最先端の女性の姿として、彼女たちの社会進出も大きく取り上げられている。司葉子演じる娘は、商事会社に勤めるオフィス・ガール。モダンな髪型や颯爽としたファッションも象徴的である。原節子演じる母親も、服飾学校の手伝いとして、講師の職を持ち、立派に自立。そんな中、新しい感覚を持つ現代女性の代表として登場するのが、岡田茉莉子演じる司の友達。ざっくばらんなものの言い方や行動力で、物語の後半で男たちをさしおいての大活躍である。

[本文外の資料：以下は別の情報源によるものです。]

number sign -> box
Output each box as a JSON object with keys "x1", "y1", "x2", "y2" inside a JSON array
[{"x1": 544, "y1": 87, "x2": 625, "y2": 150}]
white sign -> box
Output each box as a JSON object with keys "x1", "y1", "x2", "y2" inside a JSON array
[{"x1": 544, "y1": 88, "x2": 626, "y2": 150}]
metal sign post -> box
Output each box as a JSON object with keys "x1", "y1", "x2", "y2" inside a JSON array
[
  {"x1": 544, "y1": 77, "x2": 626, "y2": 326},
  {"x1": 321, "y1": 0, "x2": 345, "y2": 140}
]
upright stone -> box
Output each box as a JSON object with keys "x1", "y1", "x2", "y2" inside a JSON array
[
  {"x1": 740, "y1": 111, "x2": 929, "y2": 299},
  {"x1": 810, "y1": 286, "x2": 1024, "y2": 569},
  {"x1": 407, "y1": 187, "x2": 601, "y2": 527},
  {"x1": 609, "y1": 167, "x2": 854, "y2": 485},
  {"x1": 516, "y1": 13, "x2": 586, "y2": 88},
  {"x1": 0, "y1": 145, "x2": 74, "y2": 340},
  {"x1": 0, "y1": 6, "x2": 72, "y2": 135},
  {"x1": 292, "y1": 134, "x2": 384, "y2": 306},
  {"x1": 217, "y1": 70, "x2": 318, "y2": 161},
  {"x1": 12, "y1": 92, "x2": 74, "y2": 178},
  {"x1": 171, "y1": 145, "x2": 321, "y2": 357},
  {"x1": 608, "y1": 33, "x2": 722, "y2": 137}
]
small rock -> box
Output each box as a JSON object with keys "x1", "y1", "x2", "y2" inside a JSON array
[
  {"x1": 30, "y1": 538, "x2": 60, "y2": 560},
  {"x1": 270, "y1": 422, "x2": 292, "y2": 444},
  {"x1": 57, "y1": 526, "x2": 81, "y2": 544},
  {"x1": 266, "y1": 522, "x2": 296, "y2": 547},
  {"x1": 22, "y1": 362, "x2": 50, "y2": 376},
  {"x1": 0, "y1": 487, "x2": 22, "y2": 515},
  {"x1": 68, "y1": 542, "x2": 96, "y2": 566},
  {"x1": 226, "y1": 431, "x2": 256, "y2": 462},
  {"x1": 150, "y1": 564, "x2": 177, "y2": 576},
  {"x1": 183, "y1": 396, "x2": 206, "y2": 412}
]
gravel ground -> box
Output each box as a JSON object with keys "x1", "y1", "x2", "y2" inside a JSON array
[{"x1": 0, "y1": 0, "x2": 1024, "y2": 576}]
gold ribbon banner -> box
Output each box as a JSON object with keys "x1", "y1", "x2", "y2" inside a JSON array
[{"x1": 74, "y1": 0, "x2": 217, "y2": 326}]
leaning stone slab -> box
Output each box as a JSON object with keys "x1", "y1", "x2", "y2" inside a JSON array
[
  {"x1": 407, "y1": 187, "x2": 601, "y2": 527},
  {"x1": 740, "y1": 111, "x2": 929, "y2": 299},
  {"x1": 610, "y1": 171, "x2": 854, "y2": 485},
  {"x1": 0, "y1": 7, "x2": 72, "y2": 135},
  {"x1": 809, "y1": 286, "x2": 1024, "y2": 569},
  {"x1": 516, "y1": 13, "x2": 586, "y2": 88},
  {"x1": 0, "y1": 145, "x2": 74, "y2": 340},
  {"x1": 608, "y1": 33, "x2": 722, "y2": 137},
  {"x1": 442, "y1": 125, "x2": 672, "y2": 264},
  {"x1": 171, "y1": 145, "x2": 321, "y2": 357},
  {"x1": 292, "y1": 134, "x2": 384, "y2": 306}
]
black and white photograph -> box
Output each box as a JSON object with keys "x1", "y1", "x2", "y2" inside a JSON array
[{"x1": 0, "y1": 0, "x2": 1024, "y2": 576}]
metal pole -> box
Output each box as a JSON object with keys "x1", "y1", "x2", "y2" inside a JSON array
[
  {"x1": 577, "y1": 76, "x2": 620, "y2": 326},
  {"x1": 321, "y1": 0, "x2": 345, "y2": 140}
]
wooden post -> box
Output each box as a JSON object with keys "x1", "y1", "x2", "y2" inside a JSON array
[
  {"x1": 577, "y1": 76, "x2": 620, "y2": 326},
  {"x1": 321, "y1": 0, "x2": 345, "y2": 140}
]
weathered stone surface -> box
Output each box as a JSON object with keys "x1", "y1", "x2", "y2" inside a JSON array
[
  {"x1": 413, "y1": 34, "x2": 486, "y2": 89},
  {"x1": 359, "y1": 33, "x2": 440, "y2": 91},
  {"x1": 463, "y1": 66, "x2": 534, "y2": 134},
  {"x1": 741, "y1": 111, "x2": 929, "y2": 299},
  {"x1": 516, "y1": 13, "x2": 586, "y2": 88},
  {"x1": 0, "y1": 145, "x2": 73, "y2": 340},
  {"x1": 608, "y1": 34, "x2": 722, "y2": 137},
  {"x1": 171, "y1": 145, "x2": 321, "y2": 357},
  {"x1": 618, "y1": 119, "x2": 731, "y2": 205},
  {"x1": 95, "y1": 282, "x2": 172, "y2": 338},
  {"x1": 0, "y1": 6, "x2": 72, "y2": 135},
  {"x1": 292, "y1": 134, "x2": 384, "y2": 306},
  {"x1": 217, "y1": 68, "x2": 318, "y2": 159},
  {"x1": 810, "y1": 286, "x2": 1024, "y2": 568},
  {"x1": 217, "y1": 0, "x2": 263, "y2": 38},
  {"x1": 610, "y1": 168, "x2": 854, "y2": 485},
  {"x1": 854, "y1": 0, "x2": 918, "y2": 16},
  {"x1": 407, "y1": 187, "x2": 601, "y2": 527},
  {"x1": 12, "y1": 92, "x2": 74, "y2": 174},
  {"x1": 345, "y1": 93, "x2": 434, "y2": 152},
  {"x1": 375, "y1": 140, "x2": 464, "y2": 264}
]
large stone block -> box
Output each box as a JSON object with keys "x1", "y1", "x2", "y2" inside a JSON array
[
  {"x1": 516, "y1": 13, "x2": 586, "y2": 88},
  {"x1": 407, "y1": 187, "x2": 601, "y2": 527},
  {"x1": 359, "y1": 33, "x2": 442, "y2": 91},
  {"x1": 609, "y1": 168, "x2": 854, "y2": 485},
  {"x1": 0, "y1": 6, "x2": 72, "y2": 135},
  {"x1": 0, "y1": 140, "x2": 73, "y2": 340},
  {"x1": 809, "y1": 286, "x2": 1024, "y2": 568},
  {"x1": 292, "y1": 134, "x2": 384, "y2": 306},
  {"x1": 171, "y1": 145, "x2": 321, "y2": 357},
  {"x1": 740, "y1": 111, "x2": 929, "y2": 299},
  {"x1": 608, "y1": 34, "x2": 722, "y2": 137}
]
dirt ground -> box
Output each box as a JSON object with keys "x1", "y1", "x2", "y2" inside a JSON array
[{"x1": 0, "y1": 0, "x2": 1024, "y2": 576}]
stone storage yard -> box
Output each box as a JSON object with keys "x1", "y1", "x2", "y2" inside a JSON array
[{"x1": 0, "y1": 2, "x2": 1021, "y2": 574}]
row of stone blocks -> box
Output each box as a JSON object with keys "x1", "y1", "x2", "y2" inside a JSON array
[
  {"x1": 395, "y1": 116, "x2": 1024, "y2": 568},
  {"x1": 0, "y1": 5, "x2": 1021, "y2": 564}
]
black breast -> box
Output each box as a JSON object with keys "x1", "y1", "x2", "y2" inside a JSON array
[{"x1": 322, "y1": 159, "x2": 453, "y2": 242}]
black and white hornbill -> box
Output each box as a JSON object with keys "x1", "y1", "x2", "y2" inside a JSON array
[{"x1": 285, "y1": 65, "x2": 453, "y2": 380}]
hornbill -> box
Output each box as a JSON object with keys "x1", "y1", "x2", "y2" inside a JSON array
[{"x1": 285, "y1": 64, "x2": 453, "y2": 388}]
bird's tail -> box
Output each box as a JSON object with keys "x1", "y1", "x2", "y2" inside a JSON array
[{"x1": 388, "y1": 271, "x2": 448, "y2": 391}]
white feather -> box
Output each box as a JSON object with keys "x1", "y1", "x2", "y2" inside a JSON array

女性の登場人物が輝いてるの対し、男衆はというとやや頼りなく、情けない感じである。佐分利信、中村伸郎、北竜二が演じるオヤジ三人組は、亡き親友の娘の恋愛と結婚の行方に、本人以上にやきもきするといった女々しさ。「結婚と恋愛は別」と自由恋愛を宣言する司とのジェネレーション・ギャップにまごつく始末である。このオヤジ三人組のやり取りがユーモラスでしばしば笑いを誘い、後期の小津作品の中でも特にコメディの印象が強いものにしている。そんなオヤジたちの姿には、情けない男性の自省も感じさせながらも、女性に圧されがちの男性を応援するような、愛情も感じさせる。
<<ストーリー>>
三輪の七回忌に、学生時代からの親友である間宮、田口、平山の中年男三人と、三輪の妻の秋子とその娘のアヤ子が集まった。秋子とアヤ子は三輪が亡なってから、母ひとり娘ひとりで暮らしていた。アヤ子は今年で二十四。適齢期である。アヤ子が美しく成長しているのを見た田口たちは、彼女に嫁へ行くことを強く勧めた。こんなことを話したのは、田口にあてがあったからだ。東大出で大林組に勤める二十九の青年である。田口はその男を紹介すると約束するが、当のアヤ子は静かに笑っているだけだった。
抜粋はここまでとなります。